Wenige Tage später folgte ein Geburtstagsfest eines Freundes in seinem idyllischen Forsthaus in Altrosenthal. Im Juni fand dann unser schon seit vielen Jahren etabliertes Ingenieurschultreffen statt, dieses Mal an der Müritz. Der diesjährige Hans-Day, das Sommerfest eines Freundes, fiel 2018 aus wegen eines Wasserrohrbruchs, aber der von Hans und Klaus organisierte alljährliche Ausflug in die Umgebung Berlins fand statt. Er führte uns dieses Jahr nach Potsdam, u.a. um die Alexandrowska zu besichtigen, ein sehr kurioses Ensemble von Holzhäusern, ehemals für heimwehkranke russische Chorsänger erbaut. Im Juli dann endete unser Feiermarathon erst mal mit einem Bootsausflug auf den Havelseen und zwei runden Geburtstagsfeiern.

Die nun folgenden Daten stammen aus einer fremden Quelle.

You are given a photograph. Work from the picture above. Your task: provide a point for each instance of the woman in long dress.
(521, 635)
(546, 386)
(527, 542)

Wie zu merken, hatte ich mal wieder eine längere Schreibpause. Es gab einfach zu viel zu erledigen. Außerdem mussten wir eine ausgiebige Hitzeperiode überstehen, 30 bis 35° Außentemperatur wärmen natürlich auch unsere Dachwohnung auf. Und die Fußbodenheizung, tagsüber von der Sonne bestrahlt, sorgt dann auch für kuschelige Nächte. Die Hitze ließ sich nur mit möglichst wenig Anstrengung überstehen. Aber jetzt ist es häufiger etwas kühler. Und unsere nächste Reise steht bevor: am Ende dieser Woche brechen wir nach Grönland auf und erkunden per Schiff den Beginn der Nordwestpassage.